Les victimes et témoins ne parlent pas, par peur des représailles. Les autorités qui ont la responsabilité de la sécurité de la population de Buenaventura ne protègent pas la ville. Certains résidents affirment que dans leur quartier, la présence de la police est très peu fréquente. Pourtant, la Police Nationale indique qu’elle maintient à Buenaventura une présence suffisamment large pour protéger la population. Ce n’est pas l’avis du Défenseur du Peuple, qui constate l’absence totale des forces de l’ordre dans certaines zones de la ville. Et lorsque ces forces sont présentes, elles sont parfois aperçues avec les membres des bacrim, partageant une bière par exemple, la corruption n’épargnant pas Buenaventura.

Lorsque des membres des bacrim sont arrêtés pour les crimes commis à Buenaventura, l’impunité est la règle. Les peines prononcées sont rarement exécutées. Le ministère public – la Fiscalia – est en charge de 840 informations en cours pour des présumées disparitions commises à Buenaventura. Mais en janvier 2014, aucun de ces cas n’avait abouti à une condamnation. Sur les 1.300 informations en cours pour déplacements forcés à Buenaventura, en janvier 2014, aucune condamnation n’avait été prononcée. Une des raisons de cette impunité est l’énorme quantité de cas dont est en charge la section de la Fiscalia chargée d’enquêter sur les disparitions et déplacements forcés à Buenaventura. Une Unité Nationale contre les Délits de Disparition et Déplacement Forcés (UNCDES) a été créée en 2010 pour réduire l’impunité face à ces crimes, avec un nombre de cas plus réduits à sa charge.
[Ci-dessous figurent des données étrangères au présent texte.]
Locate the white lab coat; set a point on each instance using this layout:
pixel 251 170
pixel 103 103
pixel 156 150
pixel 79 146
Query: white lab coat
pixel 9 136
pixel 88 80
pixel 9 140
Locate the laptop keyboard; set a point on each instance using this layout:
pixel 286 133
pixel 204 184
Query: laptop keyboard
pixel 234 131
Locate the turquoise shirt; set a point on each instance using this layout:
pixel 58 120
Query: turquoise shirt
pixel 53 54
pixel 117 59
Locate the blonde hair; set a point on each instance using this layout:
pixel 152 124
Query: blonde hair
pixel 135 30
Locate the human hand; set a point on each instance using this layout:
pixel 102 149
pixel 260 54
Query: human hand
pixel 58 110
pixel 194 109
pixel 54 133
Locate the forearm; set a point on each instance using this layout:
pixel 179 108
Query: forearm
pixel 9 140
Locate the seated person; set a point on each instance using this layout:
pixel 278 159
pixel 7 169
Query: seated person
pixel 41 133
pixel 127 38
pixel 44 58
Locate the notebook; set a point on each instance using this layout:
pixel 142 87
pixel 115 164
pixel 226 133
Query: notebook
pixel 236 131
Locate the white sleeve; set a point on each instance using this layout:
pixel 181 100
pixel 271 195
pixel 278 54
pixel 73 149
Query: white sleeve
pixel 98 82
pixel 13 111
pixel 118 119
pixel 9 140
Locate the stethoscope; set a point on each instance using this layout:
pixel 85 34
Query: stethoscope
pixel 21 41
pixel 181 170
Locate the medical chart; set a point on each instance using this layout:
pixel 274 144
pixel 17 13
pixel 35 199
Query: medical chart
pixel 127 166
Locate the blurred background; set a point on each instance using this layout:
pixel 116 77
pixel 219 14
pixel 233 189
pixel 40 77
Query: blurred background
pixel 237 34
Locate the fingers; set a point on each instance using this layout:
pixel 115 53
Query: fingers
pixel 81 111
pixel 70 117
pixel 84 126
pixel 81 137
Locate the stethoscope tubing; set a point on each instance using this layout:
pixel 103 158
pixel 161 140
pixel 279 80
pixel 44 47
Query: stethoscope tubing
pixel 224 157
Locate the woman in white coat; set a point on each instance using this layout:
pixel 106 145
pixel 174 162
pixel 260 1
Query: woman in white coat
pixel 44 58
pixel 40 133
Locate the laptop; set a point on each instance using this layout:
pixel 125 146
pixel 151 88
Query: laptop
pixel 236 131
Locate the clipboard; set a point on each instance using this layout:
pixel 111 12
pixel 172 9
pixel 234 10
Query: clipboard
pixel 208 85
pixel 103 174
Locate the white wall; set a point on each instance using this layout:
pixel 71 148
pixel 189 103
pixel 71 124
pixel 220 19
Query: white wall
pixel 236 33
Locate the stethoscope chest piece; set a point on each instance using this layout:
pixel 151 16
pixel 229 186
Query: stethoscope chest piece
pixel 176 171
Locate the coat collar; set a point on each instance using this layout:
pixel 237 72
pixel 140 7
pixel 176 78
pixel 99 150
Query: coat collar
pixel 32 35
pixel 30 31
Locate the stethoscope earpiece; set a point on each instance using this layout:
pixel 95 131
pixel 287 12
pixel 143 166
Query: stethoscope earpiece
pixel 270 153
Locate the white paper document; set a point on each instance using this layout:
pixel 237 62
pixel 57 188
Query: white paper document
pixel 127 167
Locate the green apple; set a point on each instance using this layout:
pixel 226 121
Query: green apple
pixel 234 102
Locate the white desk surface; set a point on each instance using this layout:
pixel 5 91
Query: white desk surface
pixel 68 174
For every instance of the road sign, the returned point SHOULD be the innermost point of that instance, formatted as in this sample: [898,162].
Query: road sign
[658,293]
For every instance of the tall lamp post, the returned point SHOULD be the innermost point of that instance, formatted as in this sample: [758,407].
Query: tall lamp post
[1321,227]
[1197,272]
Cependant, en janvier 2014, aucune personne n’avait été mise en examen dans les 44 cas desquels l’UNCDES est en charge pour la ville de Buenaventura63.

La situation désastreuse que connait Buenaventura est une dramatique illustration de la violence perpétrée par les bacrim. Ces entités criminelles instaurent un climat de terreur par les imprévisibles barbaries dont elles sont capables. Ce sont des structures nouvelles, que les forces publiques ont du mal à appréhender. Cependant, l’Etat a l’obligation de protéger ses citoyens. Il faut donc s’interroger sur les réactions étatiques face aux bacrim, les solutions qui sont proposées pour combattre ce phénomène criminel particulièrement violent envers les civils.